In [1]:
pip install torch torchvision torchaudio transformers librosa soundfile

Note: you may need to restart the kernel to use updated packages.


In [2]:
pip install pydub


Note: you may need to restart the kernel to use updated packages.


In [1]:
import transformers
print(transformers.__version__)

4.57.3


<h1><b>CLAP Model</b></h1>

In [1]:
from pydub import AudioSegment
import librosa, soundfile as sf

from transformers import AutoProcessor, AutoModel
import torch

# Load MP3 and export to WAV
sound = AudioSegment.from_mp3("backToFriends.mp3")
sound.export("backToFriends.wav", format="wav")

y, sr = librosa.load("backToFriends.wav", sr = 48000)

a = y[:30*sr]
sf.write("songA.wav", a, sr)

# Take next 30s as Song B
b = y[30*sr:60*sr]
sf.write("songB.wav", b, sr)

a, sr = librosa.load("songA.wav", sr=48000, mono = True)
b, sr = librosa.load("songB.wav", sr = 48000, mono=True)

# Load CLAP model + processor
model_id = "laion/clap-htsat-fused"
processor = AutoProcessor.from_pretrained(model_id)
model = AutoModel.from_pretrained(model_id)


# Slice last 2s of A and first 2s of B
a_window = a[-5*sr:]
b_window = b[:5*sr]

# Process into model inputs
inputs = processor(audios=[a_window, b_window], return_tensors="pt", sampling_rate=sr)

# Get embeddings
with torch.no_grad():
    embeddings = model.get_audio_features(**inputs)

# Compare similarity
cosine_sim = torch.nn.functional.cosine_similarity(embeddings[0], embeddings[1], dim=0)
print("Similarity score:", cosine_sim.item())
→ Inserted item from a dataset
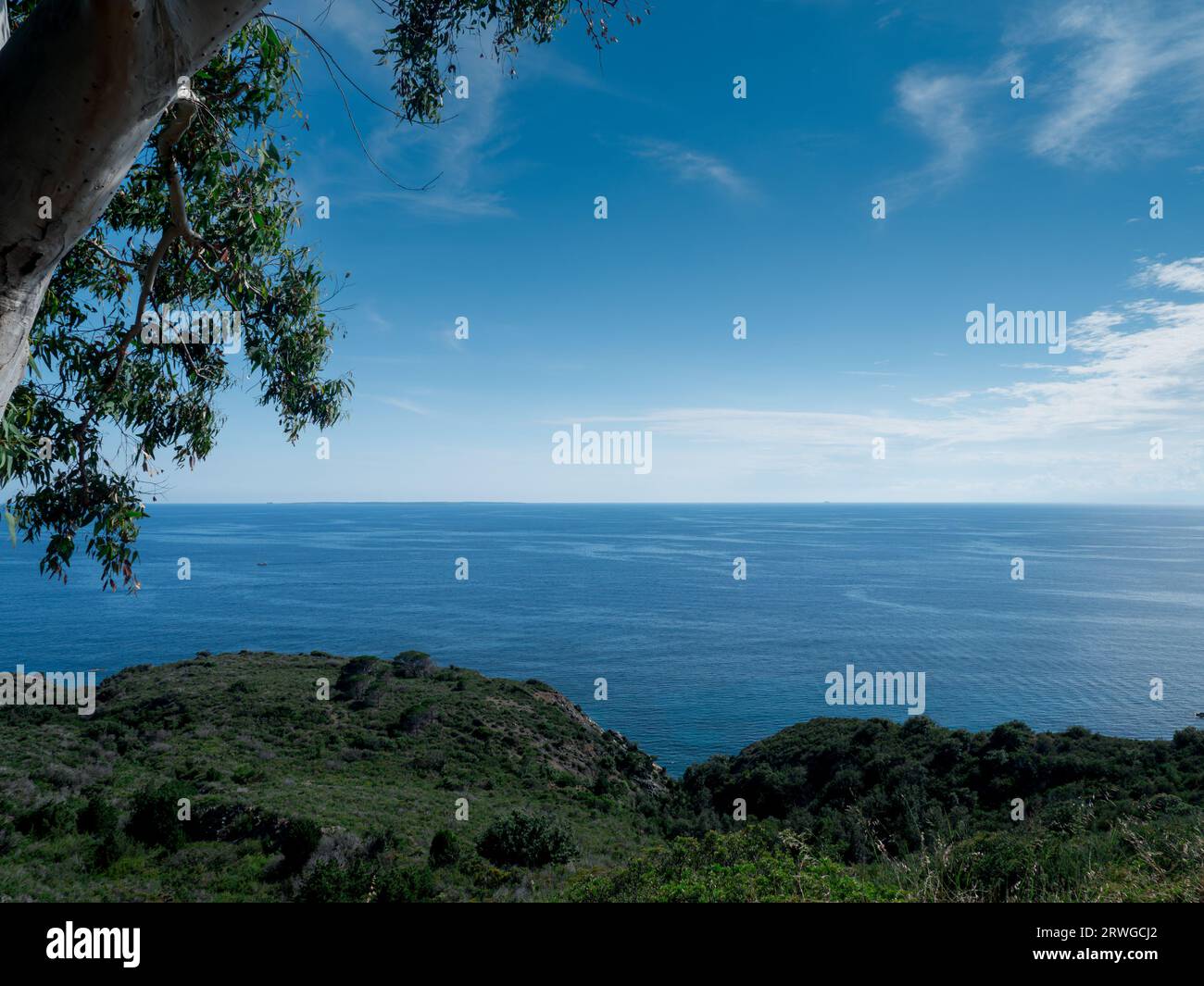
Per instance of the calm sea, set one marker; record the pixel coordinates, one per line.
(696, 662)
  inputs = processor(audios=[a_window, b_window], return_tensors="pt", sampling_rate=sr)


Similarity score: 0.7260153889656067


In [4]:
from pydub import AudioSegment
import librosa, soundfile as sf

from transformers import AutoProcessor, AutoModel
import torch

# Load MP3 and export to WAV
sound = AudioSegment.from_mp3("backToFriends.mp3")
sound.export("backToFriends.wav", format="wav")

sound2 = AudioSegment.from_mp3("finesse.mp3")
sound2.export("finesse.wav", format="wav")

y, sr = librosa.load("backToFriends.wav", sr = 48000)
fi, srf = librosa.load("finesse.wav", sr = 48000)

a = y[:30*sr]
sf.write("songA.wav", a, sr)

fines = fi[:30*srf]
sf.write("fines.wav", fines, srf)

a, sr = librosa.load("songA.wav", sr=48000, mono = True)
fines, srf = librosa.load("fines.wav", sr = 48000, mono = True)

# Load CLAP model + processor
model_id = "laion/clap-htsat-fused"
processor = AutoProcessor.from_pretrained(model_id)
model = AutoModel.from_pretrained(model_id)


# Slice last 2s of A and first 2s of B
a_window = a[-5*sr:]
f_window = fines[:5*sr]

# Process into model inputs
inputs = processor(audios=[a_window, f_window], return_tensors="pt", sampling_rate=sr)

# Get embeddings
with torch.no_grad():
    embeddings = model.get_audio_features(**inputs)

# Compare similarity
cosine_sim = torch.nn.functional.cosine_similarity(embeddings[0], embeddings[1], dim=0)
print("Similarity score:", cosine_sim.item())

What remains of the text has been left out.